While competing in advancing levels of the Catholic school spelling bee, Bruno decides to start wearing dresses. He wears them as a source of empowerment as well as feeling the need to express himself. He often identifies with angels and, when challenged that he can't wear a dress to the spelling bee championship in Vatican City, Bruno points out that even the Pope wears a dress. For his choice in outfits, Bruno receives heavy criticism from fellow students and faculty, especially the school's Mother Superior as well as becoming a target of the school's bullies. Initially supported only by his best friend Shawniqua, as he progresses further in the spelling competition, his choices of self-expression eventually become accepted by his peers and his superiors. Bruno wins the spelling bee competition and meets the Pope. With the help of his grandmother, Helen, Bruno also begins to form a bond with Dino who, in turn, is inspired by his son to pursue his long abandoned childhood dream of becoming an opera singer, despite previously being unwilling to accept his son, even leaving the room before Bruno sings in a dress.

==Cast and characters==
- Alex D. Linz as Bruno Battaglia
- Shirley MacLaine as Helen
- Gary Sinise as Dino Battaglia
- Kathy Bates as Mother Superior
- Stacey Halprin as Angela Battaglia
- Kiami Davael as Shawniqua
- Joey Lauren Adams as Donna Marie
- Jennifer Tilly as Dolores
- Brett Butler as Sister Della Rosa

==Soundtrack==
- "Parigi, o Cara" from La Traviata, performed by The RCA Italiana Opera Orchestra, Carlo Bergonzi and Montserrat Caballé
- "Au fond du temple saint" performed by Jussi Bjoerling and the RCA Victor ORchestra, Robert Merril
- "Di Provenza" from La Traviata, performed by the RCA Italiana Opera Orchestra, Carlo Bergzoni

==Reception==
On review aggregator website Rotten Tomatoes the film has a score of 20% based on reviews from 5 critics, with an average rating of 3.9/10.
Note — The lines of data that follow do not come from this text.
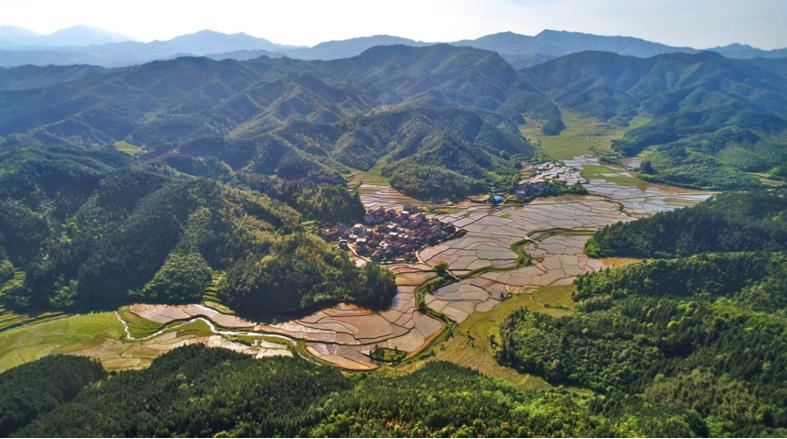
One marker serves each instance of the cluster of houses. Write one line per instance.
(388, 235)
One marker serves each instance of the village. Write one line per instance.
(389, 236)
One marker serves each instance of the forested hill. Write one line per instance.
(290, 118)
(714, 118)
(95, 229)
(204, 392)
(700, 330)
(730, 222)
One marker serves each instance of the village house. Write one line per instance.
(388, 235)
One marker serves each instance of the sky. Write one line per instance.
(695, 23)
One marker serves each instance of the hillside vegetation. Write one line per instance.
(699, 330)
(92, 230)
(745, 221)
(207, 392)
(714, 119)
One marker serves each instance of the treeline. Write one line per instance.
(700, 330)
(702, 334)
(739, 221)
(33, 389)
(94, 234)
(201, 392)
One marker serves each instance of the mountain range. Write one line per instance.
(434, 117)
(21, 38)
(85, 45)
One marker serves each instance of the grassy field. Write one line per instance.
(139, 327)
(60, 336)
(372, 176)
(582, 135)
(611, 175)
(129, 148)
(469, 343)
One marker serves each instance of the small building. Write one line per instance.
(496, 199)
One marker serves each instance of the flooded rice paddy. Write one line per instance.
(488, 261)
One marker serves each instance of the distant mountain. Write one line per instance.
(713, 118)
(201, 43)
(558, 43)
(297, 119)
(27, 77)
(746, 51)
(80, 36)
(349, 48)
(12, 37)
(83, 45)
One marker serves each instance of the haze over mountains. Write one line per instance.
(85, 45)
Lael Loewenstein of Variety wrote "It seems especially apt that Shirley MacLaine, a high priestess of self-expression, should make her feature directing debut with a film about a child's quest for individuality. With "Bruno," MacLaine achieves a mixed success. Her name, promo skills and high-profile cast would seem to assure pic theatrical visibility, albeit likely in niche markets".